18F / analytics.usa.gov

The US federal government's web traffic.
https://analytics.usa.gov
Other
727 stars 195 forks source link

"Visits to all domains over 30 days" CSV Shows Duplicate Data #410

Closed namimody closed 2 months ago

namimody commented 7 years ago

BUG

Current Behavior

Seems improbable that many agencies would have the exact same number of visits, pageviews, users, exits to their sites...

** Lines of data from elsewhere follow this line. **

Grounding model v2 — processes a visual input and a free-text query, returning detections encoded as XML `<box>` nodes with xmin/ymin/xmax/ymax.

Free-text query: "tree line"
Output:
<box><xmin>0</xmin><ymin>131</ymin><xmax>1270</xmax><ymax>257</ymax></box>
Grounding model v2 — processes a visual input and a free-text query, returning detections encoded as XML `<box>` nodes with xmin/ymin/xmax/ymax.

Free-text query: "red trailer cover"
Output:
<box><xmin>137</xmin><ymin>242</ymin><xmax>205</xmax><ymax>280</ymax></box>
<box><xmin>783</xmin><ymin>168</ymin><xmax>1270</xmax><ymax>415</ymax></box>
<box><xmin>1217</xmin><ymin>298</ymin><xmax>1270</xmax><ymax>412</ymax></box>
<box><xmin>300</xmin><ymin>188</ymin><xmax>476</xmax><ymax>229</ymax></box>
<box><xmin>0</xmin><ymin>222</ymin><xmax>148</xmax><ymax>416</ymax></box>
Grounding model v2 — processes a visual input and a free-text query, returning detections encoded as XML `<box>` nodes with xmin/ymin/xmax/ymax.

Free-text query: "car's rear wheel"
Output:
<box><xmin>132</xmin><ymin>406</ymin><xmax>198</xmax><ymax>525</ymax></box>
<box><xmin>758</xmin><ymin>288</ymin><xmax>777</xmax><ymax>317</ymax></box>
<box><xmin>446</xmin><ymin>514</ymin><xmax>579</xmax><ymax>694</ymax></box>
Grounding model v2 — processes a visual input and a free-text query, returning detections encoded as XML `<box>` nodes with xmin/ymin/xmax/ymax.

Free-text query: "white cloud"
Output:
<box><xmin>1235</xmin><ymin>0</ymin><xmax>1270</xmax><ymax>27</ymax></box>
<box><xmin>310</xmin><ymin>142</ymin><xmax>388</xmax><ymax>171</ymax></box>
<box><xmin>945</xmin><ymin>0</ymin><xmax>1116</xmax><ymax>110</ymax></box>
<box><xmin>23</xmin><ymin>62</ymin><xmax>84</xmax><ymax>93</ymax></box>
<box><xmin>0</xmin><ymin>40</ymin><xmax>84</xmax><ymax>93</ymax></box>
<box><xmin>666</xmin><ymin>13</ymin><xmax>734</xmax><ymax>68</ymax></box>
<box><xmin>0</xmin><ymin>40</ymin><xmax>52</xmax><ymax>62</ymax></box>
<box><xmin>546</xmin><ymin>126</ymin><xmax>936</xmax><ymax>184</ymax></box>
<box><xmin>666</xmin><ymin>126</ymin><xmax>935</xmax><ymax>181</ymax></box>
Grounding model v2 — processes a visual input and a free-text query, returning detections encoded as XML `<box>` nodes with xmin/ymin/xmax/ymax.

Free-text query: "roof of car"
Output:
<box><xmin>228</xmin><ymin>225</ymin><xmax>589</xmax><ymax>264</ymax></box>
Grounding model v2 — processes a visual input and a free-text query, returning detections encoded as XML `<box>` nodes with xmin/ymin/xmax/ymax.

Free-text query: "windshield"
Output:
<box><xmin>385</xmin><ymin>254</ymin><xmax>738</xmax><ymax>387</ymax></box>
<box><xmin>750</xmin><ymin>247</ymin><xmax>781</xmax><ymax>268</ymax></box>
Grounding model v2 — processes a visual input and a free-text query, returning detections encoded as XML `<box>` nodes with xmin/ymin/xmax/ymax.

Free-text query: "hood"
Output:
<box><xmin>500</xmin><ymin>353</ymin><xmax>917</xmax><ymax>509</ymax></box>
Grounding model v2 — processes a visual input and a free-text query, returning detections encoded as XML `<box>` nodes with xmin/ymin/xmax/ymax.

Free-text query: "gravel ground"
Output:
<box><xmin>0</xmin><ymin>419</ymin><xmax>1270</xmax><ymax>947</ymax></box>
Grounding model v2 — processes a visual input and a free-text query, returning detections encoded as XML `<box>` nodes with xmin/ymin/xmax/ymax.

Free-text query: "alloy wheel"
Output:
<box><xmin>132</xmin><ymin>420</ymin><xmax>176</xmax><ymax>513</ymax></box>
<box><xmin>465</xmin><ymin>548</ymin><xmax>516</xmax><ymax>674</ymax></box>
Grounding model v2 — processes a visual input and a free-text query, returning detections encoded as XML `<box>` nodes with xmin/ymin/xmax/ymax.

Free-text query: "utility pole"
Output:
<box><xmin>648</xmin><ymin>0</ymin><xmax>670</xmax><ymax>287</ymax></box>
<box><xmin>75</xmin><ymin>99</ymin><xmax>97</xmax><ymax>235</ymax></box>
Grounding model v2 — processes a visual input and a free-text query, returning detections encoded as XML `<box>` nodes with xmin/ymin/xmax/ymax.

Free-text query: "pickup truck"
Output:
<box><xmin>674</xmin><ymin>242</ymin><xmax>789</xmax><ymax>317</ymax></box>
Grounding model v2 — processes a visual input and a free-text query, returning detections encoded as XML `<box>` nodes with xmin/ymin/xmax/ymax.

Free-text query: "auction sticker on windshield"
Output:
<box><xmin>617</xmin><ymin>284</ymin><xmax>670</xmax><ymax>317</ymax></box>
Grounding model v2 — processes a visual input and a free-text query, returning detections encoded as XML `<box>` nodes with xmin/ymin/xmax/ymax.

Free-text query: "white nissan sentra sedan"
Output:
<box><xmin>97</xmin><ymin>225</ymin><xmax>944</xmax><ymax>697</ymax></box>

Download from 11.21.16 (pink highlighted columns have improbable data): https://docs.google.com/spreadsheets/d/11wvYC1HyRZ3E5yZs1zj_etGqi8ysAkFu3V5g2MttoHA/edit?usp=sharing

image

Desired Behavior

Data collection methods should be revisited for number of visits, pageviews, users, exits.

Steps to Replicate

1) Go to https://analytics.usa.gov/data/ 2) download "Visits to all domains over 30 days" CSV 3) sort "number of visits, pageviews, users, and exits columns from A-Z -- note the duplicate field entries.

Why This Matters

This data is only helpful if it is correct!

konklone commented 7 years ago

@tdlowden Is this an outcome of sampling?

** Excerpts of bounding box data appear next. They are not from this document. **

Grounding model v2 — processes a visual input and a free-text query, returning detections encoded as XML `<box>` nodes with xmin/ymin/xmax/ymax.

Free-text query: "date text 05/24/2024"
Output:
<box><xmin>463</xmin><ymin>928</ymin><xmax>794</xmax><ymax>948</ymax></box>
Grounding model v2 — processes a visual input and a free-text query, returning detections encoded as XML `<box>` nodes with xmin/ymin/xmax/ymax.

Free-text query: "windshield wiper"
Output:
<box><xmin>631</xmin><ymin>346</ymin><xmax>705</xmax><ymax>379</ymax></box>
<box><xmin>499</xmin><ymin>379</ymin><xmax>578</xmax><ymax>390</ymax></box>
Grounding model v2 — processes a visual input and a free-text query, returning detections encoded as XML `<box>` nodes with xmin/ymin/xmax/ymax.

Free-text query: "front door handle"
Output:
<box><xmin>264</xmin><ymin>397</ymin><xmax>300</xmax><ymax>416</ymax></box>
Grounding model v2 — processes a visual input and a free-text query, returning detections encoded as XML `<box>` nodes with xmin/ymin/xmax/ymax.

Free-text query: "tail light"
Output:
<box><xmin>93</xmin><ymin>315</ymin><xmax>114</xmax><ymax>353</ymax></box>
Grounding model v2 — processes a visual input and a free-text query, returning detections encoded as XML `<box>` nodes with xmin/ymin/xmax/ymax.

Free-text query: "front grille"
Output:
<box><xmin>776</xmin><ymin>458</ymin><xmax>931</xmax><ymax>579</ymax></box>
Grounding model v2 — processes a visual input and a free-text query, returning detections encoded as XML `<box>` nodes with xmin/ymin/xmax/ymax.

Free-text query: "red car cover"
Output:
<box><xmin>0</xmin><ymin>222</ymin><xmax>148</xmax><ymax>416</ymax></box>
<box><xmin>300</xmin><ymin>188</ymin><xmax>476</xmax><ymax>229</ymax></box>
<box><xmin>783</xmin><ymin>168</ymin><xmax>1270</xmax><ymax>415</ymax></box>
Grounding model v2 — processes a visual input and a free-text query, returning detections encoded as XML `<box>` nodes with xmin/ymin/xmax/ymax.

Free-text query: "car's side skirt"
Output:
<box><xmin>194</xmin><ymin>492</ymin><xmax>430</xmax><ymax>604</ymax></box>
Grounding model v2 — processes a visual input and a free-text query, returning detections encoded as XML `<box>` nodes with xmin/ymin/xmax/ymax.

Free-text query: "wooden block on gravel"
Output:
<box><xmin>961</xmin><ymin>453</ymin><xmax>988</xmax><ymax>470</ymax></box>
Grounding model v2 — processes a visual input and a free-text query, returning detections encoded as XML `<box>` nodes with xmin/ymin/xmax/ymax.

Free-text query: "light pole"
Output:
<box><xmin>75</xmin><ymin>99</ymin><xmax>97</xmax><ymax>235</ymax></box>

tdlowden commented 7 years ago

Yes, I actually have been working with our Google vendors today trying to assess. As of this morning, our GA account is sampling at astronomical levels (using <1% of sessions) in places we could always get a 100% of sessions report previously. Not sure if there is something going on at Google, but this issue apparently had already been in place when the reports were run for our data downloads last night. We're looking to find the cause.

smarina04 commented 7 years ago

It's due to sampling.

On Mon, Nov 21, 2016 at 2:42 PM, Eric Mill notifications@github.com wrote:

@tdlowden https://github.com/tdlowden Is this an outcome of sampling?

— You are receiving this because you are subscribed to this thread. Reply to this email directly, view it on GitHub https://github.com/18F/analytics.usa.gov/issues/410#issuecomment-262045107, or mute the thread https://github.com/notifications/unsubscribe-auth/ADIpx67IYsVKGtvt0Ym4xqABQ4enbf_yks5rAfQsgaJpZM4K4m1H .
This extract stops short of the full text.